I have established gut / belly doesn’t seem to be just bloating although some days it is clear it’s a contributing factor. I have discovered a rather crucial fact about myself that I’m rather ashamed of and that is how my self discipline / will power is none existent!
I have never been more than 8.5 stone until a year or so ago then never more than 9.5. I’ve always been an 8 due to a high metabolism.
Don’t get me wrong this is not far or thin this is not 8 vs 12 or 16. This is about health and well being as much as the belly I’ve developed and extra half a stone I’ve suddenly found.
I popped on the Internet the other week after months of whinging and half hearted attempts, I decided drastic action was needed.
I ordered a free trial of raspberry ketone and vita cleanse colon detox. Within 15 minutes half of my office were telling me about the scam and how it had featured on watchdog. They are auto enrol and so if the trial isn’t cancelled and returned within 14 days huge amounts of money are taken from your bank. I have rectified that as best I could although the courier to deliver the pills seems to come when I’m at work so I’m praying the arrive in the 14 days while my amazing bank First Direct help me out with the financial dispute side of things.
Anyway I’ve been left embarrassed at myself and angry. I’ve been reading a book called The Resilient Life by Gordon MacDonald and it had a chapter about discipline. I am lazy and undisciplined in this aspect of my life.
I know the best way to get rid of a bad habit is to create a good one, I know it takes 21 days to start a new habit.
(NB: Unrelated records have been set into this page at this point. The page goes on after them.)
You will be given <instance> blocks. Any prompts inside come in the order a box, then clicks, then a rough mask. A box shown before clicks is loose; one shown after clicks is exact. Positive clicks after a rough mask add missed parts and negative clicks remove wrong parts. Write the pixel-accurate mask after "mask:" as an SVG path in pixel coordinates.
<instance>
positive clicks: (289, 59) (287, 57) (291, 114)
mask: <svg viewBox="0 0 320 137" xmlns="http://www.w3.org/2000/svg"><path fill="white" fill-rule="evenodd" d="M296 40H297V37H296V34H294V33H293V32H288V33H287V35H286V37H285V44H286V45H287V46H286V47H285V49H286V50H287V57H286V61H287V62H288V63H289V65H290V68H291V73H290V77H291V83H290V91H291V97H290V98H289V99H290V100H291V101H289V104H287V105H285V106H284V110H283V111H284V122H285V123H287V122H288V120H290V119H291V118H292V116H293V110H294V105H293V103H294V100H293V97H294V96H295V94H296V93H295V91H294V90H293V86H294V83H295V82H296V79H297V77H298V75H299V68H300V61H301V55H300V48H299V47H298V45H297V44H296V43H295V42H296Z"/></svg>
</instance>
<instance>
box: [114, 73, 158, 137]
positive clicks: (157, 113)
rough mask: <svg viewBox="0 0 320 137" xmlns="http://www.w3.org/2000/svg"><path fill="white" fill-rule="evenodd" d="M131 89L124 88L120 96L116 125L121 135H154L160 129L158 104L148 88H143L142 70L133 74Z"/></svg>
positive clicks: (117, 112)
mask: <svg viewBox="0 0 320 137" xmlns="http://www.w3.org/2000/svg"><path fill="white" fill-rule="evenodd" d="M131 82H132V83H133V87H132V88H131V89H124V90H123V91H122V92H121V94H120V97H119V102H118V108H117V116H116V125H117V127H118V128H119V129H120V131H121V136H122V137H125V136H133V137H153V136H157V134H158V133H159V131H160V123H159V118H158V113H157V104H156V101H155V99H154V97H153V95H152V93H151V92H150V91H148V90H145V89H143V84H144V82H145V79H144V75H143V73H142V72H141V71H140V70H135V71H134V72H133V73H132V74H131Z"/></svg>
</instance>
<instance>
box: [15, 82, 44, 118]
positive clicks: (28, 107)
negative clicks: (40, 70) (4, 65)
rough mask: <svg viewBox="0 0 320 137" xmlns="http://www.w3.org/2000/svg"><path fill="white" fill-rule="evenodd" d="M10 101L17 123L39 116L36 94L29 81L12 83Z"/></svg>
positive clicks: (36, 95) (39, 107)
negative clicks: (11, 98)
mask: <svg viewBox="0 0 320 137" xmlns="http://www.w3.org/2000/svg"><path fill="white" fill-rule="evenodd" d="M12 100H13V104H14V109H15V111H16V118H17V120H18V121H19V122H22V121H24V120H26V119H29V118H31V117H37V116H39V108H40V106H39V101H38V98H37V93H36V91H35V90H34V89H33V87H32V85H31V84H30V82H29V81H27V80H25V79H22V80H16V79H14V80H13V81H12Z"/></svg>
How did I let myself change this much without doing something before? How did I get to the point where I was eating vitamin tablets recommended by a nutritionalist at the same time as devouring endless sweets. At the point I was desperate enough to consider veganism and then because I could t face it silly enough to order weight loss pills over the Internet???
The answer: I don’t even know
It’s likely the age old tale of a moment on the lips a lifetime on the hips. A few people have explained it may just be my age (I hit 35 in October). Maybe it’s been gradual so I didn’t notice.
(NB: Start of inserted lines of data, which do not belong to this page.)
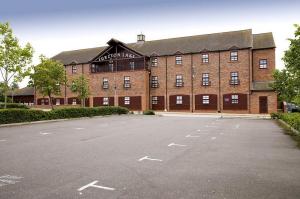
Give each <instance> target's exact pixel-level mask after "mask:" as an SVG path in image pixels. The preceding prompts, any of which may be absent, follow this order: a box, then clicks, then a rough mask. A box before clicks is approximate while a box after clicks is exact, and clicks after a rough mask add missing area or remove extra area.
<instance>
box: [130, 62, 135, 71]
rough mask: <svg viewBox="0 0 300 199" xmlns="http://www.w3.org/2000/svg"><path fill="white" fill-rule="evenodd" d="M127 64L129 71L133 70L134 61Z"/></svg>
mask: <svg viewBox="0 0 300 199" xmlns="http://www.w3.org/2000/svg"><path fill="white" fill-rule="evenodd" d="M129 64H130V69H131V70H134V61H131V62H129Z"/></svg>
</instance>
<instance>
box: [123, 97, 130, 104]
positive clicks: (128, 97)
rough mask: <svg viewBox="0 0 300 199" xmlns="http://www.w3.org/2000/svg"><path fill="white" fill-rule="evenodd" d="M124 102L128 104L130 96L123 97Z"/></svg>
mask: <svg viewBox="0 0 300 199" xmlns="http://www.w3.org/2000/svg"><path fill="white" fill-rule="evenodd" d="M124 104H125V105H130V97H124Z"/></svg>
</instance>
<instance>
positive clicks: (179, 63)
mask: <svg viewBox="0 0 300 199" xmlns="http://www.w3.org/2000/svg"><path fill="white" fill-rule="evenodd" d="M175 63H176V64H177V65H181V64H182V56H178V55H177V56H175Z"/></svg>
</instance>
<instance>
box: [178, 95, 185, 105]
mask: <svg viewBox="0 0 300 199" xmlns="http://www.w3.org/2000/svg"><path fill="white" fill-rule="evenodd" d="M182 103H183V98H182V95H177V96H176V104H182Z"/></svg>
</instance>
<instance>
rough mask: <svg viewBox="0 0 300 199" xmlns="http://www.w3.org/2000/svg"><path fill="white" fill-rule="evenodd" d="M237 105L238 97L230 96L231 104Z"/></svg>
mask: <svg viewBox="0 0 300 199" xmlns="http://www.w3.org/2000/svg"><path fill="white" fill-rule="evenodd" d="M238 103H239V96H238V95H231V104H238Z"/></svg>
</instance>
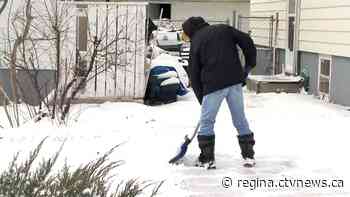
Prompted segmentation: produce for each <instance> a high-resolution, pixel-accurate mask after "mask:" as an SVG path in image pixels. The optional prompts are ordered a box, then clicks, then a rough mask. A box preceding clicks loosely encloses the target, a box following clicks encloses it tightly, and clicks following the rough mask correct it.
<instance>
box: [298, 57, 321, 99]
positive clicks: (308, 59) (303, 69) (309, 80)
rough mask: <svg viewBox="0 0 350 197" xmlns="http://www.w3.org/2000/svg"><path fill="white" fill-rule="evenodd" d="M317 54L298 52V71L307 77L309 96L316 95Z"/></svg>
mask: <svg viewBox="0 0 350 197" xmlns="http://www.w3.org/2000/svg"><path fill="white" fill-rule="evenodd" d="M318 58H319V56H318V54H316V53H309V52H303V51H301V52H300V69H301V72H304V73H305V74H306V75H308V76H309V91H308V93H309V94H314V95H317V94H318V91H317V81H318V61H319V60H318Z"/></svg>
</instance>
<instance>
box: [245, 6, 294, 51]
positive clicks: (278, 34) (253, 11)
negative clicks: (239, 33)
mask: <svg viewBox="0 0 350 197" xmlns="http://www.w3.org/2000/svg"><path fill="white" fill-rule="evenodd" d="M287 3H288V1H287V0H251V3H250V16H252V17H270V16H275V15H276V13H279V25H278V36H277V37H278V40H277V48H285V47H286V41H287V39H286V35H287V30H286V23H287ZM250 29H251V30H252V38H253V40H254V42H255V43H256V44H258V45H263V46H268V45H269V37H268V36H269V31H270V29H269V22H268V21H267V20H260V19H258V20H256V19H255V20H251V21H250ZM274 35H275V34H274Z"/></svg>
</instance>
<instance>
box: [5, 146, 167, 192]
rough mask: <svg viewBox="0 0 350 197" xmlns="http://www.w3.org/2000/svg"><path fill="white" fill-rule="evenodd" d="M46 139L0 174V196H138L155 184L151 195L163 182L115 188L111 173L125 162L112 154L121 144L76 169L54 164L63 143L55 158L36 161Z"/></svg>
mask: <svg viewBox="0 0 350 197" xmlns="http://www.w3.org/2000/svg"><path fill="white" fill-rule="evenodd" d="M44 141H45V139H44V140H42V141H41V142H40V144H39V145H38V146H37V147H36V148H35V149H34V150H33V151H32V152H31V153H30V154H29V157H28V158H27V160H26V161H24V162H23V163H21V162H20V161H19V160H18V156H19V155H18V154H16V155H15V156H14V159H13V160H12V162H11V163H10V165H9V168H8V169H7V170H5V171H4V172H2V173H1V174H0V196H1V197H2V196H6V197H22V196H30V197H92V196H98V197H135V196H139V195H140V194H143V193H144V192H145V189H146V188H149V187H151V186H154V189H153V191H152V192H151V194H150V196H155V195H156V194H157V192H158V190H159V188H160V187H161V185H162V184H163V182H161V183H159V184H155V183H150V182H147V181H146V182H140V181H137V180H136V179H132V180H129V181H126V182H125V184H124V183H123V182H121V183H119V184H118V186H117V187H116V188H117V189H116V190H115V191H112V189H111V184H113V183H114V182H113V180H111V179H112V178H115V177H114V176H112V175H111V174H110V173H111V171H112V170H114V169H116V168H117V167H118V166H120V165H121V164H122V162H121V161H109V156H110V155H111V154H112V153H113V152H114V151H115V149H116V148H117V147H118V146H115V147H113V148H112V149H110V150H109V151H108V152H106V153H105V154H104V155H103V156H101V157H100V158H98V159H97V160H95V161H91V162H89V163H87V164H85V165H82V166H81V167H79V168H77V169H74V170H72V169H71V168H70V167H69V166H68V165H67V164H65V166H64V167H63V168H62V169H60V170H59V171H58V172H53V170H52V169H53V166H54V165H55V163H56V162H57V159H58V157H59V155H60V153H61V150H62V148H63V145H62V146H61V148H60V149H59V151H57V152H56V153H55V154H54V155H53V156H52V157H51V158H49V159H43V160H42V162H40V163H39V165H38V166H34V164H33V163H35V161H36V160H37V159H38V156H39V153H40V151H41V149H42V148H43V144H44Z"/></svg>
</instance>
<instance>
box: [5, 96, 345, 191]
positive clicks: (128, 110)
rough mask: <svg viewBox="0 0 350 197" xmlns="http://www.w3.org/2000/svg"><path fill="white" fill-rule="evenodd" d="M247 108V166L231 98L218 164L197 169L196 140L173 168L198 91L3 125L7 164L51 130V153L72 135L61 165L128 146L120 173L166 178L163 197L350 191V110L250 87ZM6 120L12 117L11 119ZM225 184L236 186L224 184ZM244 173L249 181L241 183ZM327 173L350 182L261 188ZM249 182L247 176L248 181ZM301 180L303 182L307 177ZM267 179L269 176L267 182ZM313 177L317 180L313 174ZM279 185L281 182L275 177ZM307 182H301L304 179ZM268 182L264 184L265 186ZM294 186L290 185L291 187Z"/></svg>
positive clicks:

I’ve tried to deal with unwell / crappy feelings with some of my new habits and the visit to the nutritionalist. But now we are here!!!
I’m looking at a Holland and Barrett bag containing raspberry ketones and an aloe Vera Colin cleanse and next to it, the contradictory evidence that would say I can’t care that much but definitely says I’m lacking in self discipline – yea on the seat with my Holland and Barrett bag is my McDonalds bag.
I heard somewhere possibly from Dr Robi Sonderegger maybe about habits or addictions about going to an extreme aiming far far one way when you’ve been far the other way allows you to land in the middle.
I don’t want extreme in terms of the Forks Over Knives or cabbage soup diet or Dr Oz ten day detox BUT…
I do think to break this habit / cycle to eat healthier and also to loose weight and get my shape back I need to aim for extreme for a while.
So as it’s likely going to be trial and error and maybe for an amount of accountability I thought I would blog my journey to health!!!